SU‐E‐T‐69: Energy Response Characterization and Calibration of Electronic Personal Dosimeters

Purpose: To characterize the personal dose equivalent energy response, Hp(10), for electronic personal dosimeters (EPDs) with commonly used radionuclides in nuclear medicine. Methods: Rados‐60R with an energy compensated PIN diode and the SAIC Pd‐10i with a miniature energy compensated Geiger‐Muller tube EPDs were characterized. The experimental setup and calculation of EPD energy responses were based on ANSI/HPS N13.11‐2009. 15 Rados‐60R and 2 SAIC Pd‐10i units were irradiated using 99mTc, 131I, and 18F radionuclides corresponding to emission energies at 140 keV, 364 keV, and 511 keV, respectively. EPDs output in Hp(10) [mrem] were recorded for free‐in‐air and with 15‐in. thick PMMA to simulate backscatter form the torso. Simultaneous exposure rate measurements were also performed using 2 Victoreen 451‐B ionization survey meters to serve as gold standard measurements.
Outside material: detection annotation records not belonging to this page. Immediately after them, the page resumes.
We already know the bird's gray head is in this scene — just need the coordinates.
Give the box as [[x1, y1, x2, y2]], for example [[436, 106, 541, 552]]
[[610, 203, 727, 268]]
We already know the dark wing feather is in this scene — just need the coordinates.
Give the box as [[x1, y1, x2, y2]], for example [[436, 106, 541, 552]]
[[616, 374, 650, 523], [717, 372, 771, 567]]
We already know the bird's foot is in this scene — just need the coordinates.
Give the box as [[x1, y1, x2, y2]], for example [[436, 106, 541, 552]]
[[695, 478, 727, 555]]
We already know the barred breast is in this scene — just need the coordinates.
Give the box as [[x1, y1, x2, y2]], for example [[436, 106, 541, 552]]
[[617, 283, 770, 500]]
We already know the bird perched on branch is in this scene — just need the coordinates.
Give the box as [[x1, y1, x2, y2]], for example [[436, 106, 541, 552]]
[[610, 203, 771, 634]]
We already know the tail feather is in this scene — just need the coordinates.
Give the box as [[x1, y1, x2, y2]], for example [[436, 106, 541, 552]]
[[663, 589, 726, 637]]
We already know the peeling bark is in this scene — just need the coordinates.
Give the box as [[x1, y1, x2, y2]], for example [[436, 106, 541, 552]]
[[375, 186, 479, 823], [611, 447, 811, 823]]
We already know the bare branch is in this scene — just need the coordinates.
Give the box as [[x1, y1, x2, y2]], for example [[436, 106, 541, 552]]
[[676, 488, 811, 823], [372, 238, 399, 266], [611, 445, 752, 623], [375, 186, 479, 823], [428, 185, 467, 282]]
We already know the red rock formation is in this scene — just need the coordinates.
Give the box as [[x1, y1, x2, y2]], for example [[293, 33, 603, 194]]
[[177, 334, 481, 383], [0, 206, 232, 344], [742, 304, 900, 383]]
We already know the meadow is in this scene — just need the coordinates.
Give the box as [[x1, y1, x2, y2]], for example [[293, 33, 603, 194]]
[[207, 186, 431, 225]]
The expected EPD Hp(10) values were calculated from exposure (from the Victoreen 451‐B survey meters) to Hp(10) as specified in ANSI/HPS N13.11‐2009 and ICRU Report 57. These measurements were repeated for both setups at all energies. Results: On average, in the presence of acrylic, the reported Rados‐60R values increased by 27%, 12%, and 13% and those reported by the SAIC Pd‐10i increased by 23%, 19%, and 12% at 140 keV, 364 keV, and 511 keV, respectively. The Rados‐60R EPDs were observed to under‐respond at 140 keV by ∼16%, and agreed to within 5% and 10% of the expected values at 364 and 511 keV, respectively. The SAIC Pd‐10i EPDs were observed to over‐respond at 140 keV by ∼20%, and agreed to within 5% of the expected values 364 and 511 keV. Conclusion: Both Rados‐60R and SAICPD‐10i EPDs displayed Hp(10) values that were accurate to within 10% at energies above 364 keV. However, their accuracies degraded to 15–20% at lower energies (140 keV) suggesting the need to calculate energy dependent correction factors.